9 : Association de malfaiteurs

3 minutes de lecture

Île Seguin

Boulogne-Billancourt (92)

Fin janvier 2011

Le premier jour

18:00

L'Audi TTs glissa lentement sur l'asphalte et s'arrêta au cœur du terrain vague. L'ancien site industriel des usines de l’ex-régie nationale était en attente de réhabilitation. Un lieu idéal pour une entrevue clandestine. Joseph Cash, la soixantaine décrépie, patientait assis dans le coupé sport que lui avait fourni Rusty, une figure du proxénétisme parisien qu'il avait connu à l'époque où il était encore commissaire de police à la Brigade des Mœurs. Une époque bénie où la corruption lui avait permis d'amasser beaucoup d'argent et nombre d'avantages en nature... Une époque aujourd'hui révolue. Désormais, il était en cavale, recherché par toutes les polices de France. Pour tuer le temps, il zappait entre les innombrables stations de la bande FM et tomba sur un indémodable standard de Piaf, Rien de rien. Il constata alors que sa devise n'était pas aussi éloignée de celle de La Môme. Il ne regrettait absolument rien des méfaits qu'il avait pu commettre par le passé.

Une monumentale Rolls-Royce Ghost traversa le pont Renault et s'immobilisa non loin du véhicule du fugitif. Un gigantesque chauffeur de maître en sortit et ouvrit la porte antagoniste de l'imposante limousine grise. Izmaar Eagle en descendit et fit quelques pas en direction de l'Audi. De son côté, dans la pénombre, Cash ouvrit le hayon de son auto et s'empara d'un volumineux sac de voyage en cuir. Il referma le volet arrière de la voiture et vint à la rencontre du nouveau prince du hip-hop. Depuis que son dernier album était en vente dans les bacs, le Caïd de Sarcelles arborait un look inspiré des meilleurs westerns spaghettis, singeant ainsi les héros du maître du genre, Sergio Leone. Face à lui, dans la lumière blanche aveuglante des phares au xénon, l'ex-flic faisait dans la sobriété vestimentaire. Il jeta le sac aux pieds du Caïd et les deux hommes se donnèrent l'accolade.

— Jo ! Ça fait un bail...

— Trois ans Izzy, trois longues années !

— Et tu t'es fait la malle, vieux briscard...

— Cette fois-ci, j'étais mal barré pour une remise de peine. Cela dit, les affaires ont l'air de rouler pour toi. T'as fait du chemin depuis Fleury.

— Le show-biz, et tout le reste... Tu es là pour régler ta petite note ?

— Le compte y est, tu peux me faire confiance.
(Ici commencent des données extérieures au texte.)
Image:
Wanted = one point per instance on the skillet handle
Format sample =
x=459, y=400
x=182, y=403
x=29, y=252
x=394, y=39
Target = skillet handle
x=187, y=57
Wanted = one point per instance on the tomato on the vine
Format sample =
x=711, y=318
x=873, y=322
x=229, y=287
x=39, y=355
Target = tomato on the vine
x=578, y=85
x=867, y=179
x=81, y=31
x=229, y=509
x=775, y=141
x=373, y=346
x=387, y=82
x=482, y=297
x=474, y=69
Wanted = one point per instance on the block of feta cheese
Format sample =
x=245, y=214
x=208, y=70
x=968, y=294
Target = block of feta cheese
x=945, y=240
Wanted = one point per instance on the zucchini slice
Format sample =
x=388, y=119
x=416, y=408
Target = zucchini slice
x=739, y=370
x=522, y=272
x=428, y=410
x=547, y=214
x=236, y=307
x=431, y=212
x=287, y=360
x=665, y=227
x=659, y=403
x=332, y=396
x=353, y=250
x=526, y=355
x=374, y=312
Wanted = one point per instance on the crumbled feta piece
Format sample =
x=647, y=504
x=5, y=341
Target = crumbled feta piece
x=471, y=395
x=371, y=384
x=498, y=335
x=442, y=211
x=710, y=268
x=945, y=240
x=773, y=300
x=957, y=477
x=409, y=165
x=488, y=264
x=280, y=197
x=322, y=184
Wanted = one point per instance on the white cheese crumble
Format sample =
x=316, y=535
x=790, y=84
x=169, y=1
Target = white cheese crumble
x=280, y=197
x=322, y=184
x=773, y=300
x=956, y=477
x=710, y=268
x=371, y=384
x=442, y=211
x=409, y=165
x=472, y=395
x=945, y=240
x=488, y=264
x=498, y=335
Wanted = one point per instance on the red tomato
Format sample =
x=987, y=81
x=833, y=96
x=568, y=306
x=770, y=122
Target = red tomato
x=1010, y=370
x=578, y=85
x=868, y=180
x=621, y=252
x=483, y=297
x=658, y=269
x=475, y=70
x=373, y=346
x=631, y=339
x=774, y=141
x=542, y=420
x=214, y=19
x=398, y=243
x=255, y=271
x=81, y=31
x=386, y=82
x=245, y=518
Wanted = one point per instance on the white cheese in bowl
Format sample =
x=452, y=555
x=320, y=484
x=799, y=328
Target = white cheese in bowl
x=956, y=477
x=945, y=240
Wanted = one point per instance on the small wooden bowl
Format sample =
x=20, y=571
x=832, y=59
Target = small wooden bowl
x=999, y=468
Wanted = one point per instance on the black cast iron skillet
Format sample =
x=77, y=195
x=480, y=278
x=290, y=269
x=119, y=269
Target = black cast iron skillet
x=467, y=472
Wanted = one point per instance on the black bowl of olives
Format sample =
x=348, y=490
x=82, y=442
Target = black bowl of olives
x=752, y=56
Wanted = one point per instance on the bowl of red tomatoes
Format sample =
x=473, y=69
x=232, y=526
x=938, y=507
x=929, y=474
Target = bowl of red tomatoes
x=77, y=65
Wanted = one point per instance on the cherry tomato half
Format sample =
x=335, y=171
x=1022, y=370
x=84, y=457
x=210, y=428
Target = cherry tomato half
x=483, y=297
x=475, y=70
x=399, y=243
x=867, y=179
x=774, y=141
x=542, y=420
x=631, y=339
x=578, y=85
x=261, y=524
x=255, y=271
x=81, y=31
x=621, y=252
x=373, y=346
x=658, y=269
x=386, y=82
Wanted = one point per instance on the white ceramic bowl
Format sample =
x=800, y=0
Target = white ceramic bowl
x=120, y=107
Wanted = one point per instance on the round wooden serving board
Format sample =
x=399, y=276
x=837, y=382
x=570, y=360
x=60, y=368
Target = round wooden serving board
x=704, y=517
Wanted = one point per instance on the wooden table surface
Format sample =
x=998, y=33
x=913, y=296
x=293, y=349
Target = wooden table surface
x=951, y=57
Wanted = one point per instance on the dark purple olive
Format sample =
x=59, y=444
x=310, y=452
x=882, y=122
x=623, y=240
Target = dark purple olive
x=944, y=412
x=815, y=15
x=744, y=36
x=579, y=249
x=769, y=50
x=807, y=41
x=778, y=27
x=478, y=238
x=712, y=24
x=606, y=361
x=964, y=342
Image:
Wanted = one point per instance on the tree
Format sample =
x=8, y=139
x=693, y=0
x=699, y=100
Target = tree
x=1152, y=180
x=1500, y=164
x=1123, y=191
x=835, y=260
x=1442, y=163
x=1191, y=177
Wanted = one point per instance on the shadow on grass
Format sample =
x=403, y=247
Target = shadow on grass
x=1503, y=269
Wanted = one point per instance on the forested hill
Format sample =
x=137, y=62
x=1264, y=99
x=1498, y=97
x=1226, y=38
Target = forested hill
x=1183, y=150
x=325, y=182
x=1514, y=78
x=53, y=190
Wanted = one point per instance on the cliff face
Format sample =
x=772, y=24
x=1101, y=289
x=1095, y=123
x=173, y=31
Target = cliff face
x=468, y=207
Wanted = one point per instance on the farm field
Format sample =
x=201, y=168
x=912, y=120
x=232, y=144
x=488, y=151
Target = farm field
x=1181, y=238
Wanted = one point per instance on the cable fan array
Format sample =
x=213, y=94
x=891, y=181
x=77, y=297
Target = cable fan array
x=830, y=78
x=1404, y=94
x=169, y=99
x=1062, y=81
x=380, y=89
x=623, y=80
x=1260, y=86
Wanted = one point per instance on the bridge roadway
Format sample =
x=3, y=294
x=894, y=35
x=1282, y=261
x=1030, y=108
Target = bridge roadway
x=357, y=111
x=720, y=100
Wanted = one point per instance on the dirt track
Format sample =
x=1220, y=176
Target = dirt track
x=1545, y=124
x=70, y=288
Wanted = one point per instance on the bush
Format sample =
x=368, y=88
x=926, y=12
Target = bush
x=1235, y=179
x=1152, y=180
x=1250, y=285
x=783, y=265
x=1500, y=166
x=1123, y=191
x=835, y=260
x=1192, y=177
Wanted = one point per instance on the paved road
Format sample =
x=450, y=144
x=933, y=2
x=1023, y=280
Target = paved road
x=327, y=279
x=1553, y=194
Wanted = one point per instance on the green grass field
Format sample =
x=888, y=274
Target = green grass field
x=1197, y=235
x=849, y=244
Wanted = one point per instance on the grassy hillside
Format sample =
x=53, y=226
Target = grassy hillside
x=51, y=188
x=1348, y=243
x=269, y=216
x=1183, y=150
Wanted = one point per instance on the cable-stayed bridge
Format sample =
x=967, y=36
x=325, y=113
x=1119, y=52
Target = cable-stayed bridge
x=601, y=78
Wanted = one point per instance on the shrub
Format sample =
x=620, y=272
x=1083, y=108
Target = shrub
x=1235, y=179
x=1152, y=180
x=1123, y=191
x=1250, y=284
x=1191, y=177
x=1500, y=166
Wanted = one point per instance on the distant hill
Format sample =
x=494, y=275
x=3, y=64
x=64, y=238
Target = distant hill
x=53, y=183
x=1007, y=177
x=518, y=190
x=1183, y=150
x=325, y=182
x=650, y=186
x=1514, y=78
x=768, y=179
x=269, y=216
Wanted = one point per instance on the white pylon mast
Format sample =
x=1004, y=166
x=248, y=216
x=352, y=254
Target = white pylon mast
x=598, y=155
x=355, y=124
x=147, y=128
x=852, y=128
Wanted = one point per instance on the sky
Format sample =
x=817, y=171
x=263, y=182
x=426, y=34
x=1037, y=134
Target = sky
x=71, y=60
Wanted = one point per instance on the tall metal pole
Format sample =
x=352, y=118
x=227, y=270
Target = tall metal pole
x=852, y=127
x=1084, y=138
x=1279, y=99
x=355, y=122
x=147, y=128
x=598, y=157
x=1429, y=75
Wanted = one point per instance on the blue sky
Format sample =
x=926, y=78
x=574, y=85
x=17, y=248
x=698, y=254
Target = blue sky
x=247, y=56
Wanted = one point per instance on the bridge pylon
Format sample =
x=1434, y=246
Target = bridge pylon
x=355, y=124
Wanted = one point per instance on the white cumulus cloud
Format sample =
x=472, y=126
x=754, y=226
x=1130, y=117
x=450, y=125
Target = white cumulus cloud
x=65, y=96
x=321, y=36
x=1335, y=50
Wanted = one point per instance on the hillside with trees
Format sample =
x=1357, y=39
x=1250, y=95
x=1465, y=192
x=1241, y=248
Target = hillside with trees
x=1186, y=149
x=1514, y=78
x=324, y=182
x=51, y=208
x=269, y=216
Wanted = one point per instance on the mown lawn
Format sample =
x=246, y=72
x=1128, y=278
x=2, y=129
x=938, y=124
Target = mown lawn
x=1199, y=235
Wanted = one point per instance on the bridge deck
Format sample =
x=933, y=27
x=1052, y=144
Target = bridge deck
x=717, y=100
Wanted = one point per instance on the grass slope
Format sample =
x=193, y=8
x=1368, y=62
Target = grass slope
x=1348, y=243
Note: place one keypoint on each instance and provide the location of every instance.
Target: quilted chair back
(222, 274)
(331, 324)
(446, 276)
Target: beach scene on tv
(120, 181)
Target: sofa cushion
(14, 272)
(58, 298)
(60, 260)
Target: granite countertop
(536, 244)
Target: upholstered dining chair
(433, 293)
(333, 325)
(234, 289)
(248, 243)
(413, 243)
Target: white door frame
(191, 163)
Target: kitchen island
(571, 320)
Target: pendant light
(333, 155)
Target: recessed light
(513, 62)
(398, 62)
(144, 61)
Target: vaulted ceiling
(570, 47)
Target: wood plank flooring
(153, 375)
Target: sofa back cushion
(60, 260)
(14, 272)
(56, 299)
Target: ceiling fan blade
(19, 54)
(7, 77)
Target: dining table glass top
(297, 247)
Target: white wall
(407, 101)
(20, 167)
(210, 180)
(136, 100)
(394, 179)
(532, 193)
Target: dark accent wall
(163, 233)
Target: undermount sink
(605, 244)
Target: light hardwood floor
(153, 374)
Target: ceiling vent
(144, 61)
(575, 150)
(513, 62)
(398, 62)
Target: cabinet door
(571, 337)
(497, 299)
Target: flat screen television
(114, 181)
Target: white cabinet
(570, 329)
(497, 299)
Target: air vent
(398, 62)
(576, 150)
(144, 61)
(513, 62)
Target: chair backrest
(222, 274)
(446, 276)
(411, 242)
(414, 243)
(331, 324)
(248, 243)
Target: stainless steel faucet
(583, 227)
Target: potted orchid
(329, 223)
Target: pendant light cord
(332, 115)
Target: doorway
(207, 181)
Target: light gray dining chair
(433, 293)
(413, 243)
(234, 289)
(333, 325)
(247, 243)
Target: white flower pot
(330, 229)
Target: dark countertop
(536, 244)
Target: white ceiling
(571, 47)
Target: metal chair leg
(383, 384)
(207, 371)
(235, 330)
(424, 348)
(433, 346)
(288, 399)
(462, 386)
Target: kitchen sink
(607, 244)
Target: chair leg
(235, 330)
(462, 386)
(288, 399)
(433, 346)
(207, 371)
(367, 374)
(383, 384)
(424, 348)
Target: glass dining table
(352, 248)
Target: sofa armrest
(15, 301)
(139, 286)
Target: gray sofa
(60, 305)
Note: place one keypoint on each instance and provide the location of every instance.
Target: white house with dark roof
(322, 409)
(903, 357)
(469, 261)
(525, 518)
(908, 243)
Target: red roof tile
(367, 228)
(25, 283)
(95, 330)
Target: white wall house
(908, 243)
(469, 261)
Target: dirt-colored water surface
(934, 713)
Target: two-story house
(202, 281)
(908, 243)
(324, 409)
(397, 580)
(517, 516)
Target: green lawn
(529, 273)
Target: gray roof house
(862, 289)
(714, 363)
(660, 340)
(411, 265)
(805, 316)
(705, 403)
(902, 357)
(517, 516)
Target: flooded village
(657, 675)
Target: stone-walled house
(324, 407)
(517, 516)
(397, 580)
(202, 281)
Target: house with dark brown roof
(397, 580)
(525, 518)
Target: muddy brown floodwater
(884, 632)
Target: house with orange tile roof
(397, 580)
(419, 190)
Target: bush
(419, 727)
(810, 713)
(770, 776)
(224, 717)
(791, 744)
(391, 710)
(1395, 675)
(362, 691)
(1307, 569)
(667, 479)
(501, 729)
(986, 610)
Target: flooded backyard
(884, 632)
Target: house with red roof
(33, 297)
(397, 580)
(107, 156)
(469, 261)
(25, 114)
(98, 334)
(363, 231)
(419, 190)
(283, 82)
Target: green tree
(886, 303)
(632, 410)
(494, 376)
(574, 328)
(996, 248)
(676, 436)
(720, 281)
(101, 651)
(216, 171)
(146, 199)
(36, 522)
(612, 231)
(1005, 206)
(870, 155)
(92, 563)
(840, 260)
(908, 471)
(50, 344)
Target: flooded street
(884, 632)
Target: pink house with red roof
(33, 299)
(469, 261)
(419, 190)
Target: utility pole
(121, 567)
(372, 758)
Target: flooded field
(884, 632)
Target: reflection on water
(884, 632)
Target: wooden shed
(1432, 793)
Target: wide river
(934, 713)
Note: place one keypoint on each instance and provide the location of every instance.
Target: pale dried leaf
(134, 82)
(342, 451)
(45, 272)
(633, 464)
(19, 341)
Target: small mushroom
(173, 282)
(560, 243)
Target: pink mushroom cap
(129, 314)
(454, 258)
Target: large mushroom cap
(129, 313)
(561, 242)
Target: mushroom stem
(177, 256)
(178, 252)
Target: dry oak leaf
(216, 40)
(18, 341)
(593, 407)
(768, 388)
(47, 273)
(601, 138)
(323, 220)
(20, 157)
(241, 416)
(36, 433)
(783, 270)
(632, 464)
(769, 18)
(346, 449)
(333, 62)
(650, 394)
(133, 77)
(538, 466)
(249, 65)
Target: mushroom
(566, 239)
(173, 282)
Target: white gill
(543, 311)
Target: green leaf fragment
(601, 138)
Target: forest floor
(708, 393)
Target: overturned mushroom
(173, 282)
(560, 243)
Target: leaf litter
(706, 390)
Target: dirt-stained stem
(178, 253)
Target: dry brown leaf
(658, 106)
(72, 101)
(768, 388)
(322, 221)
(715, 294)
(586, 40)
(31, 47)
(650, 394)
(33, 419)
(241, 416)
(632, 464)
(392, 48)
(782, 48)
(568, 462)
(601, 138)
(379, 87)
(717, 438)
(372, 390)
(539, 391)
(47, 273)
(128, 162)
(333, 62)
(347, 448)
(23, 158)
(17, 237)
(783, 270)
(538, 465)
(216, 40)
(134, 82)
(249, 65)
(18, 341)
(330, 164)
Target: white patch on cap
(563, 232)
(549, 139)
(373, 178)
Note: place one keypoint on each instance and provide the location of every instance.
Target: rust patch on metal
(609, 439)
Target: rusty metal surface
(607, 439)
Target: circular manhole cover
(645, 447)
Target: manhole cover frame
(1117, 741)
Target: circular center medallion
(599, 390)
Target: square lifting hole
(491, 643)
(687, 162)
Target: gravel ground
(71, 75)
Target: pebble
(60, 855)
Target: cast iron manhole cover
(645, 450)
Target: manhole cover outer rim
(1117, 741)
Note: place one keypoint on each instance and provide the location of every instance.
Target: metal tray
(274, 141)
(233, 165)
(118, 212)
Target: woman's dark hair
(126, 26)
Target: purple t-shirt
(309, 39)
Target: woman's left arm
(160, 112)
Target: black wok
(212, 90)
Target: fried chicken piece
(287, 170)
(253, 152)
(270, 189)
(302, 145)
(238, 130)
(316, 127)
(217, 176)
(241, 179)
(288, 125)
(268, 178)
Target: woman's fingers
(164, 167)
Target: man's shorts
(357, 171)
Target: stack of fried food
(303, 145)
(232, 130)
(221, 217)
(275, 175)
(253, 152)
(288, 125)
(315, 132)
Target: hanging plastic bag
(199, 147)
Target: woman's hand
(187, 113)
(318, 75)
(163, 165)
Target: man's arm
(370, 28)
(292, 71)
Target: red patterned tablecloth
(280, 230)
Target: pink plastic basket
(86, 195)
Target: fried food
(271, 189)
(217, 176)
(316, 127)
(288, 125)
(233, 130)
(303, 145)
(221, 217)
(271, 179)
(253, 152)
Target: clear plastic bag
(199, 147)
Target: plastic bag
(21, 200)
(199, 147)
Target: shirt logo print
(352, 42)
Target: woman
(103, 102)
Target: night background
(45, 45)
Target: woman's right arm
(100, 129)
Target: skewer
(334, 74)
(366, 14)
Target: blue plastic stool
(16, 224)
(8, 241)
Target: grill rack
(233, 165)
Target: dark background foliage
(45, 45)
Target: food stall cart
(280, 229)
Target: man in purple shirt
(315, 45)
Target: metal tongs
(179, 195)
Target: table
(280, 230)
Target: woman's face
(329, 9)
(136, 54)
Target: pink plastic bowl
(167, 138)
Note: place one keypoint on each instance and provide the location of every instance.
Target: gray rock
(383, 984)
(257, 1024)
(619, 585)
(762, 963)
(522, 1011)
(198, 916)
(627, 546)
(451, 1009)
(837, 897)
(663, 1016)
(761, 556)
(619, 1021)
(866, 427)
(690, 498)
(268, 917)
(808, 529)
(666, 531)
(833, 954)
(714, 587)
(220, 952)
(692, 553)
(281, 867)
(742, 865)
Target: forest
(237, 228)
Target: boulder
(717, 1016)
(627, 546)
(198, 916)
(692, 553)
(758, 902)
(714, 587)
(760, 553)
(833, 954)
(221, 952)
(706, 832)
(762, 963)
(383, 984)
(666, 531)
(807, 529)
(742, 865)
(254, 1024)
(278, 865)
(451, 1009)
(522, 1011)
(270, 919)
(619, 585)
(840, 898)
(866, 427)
Il y a même une avance pour ton prochain boulot...

— Une autre catin ?

— Exact. Mathilda Triviani, la protégée de la Crim', n'était qu'une mise en bouche.

— Qui est-ce ?

— Katia Sdresvic, la poule d'Oettinger.

— Celui qui t'a balancé à l'IGS ?

— Lui-même...

— Il y a un truc qui m'échappe, Jo. T'as jamais eu peur de te salir les mains, alors pourquoi avoir recours à mes services ?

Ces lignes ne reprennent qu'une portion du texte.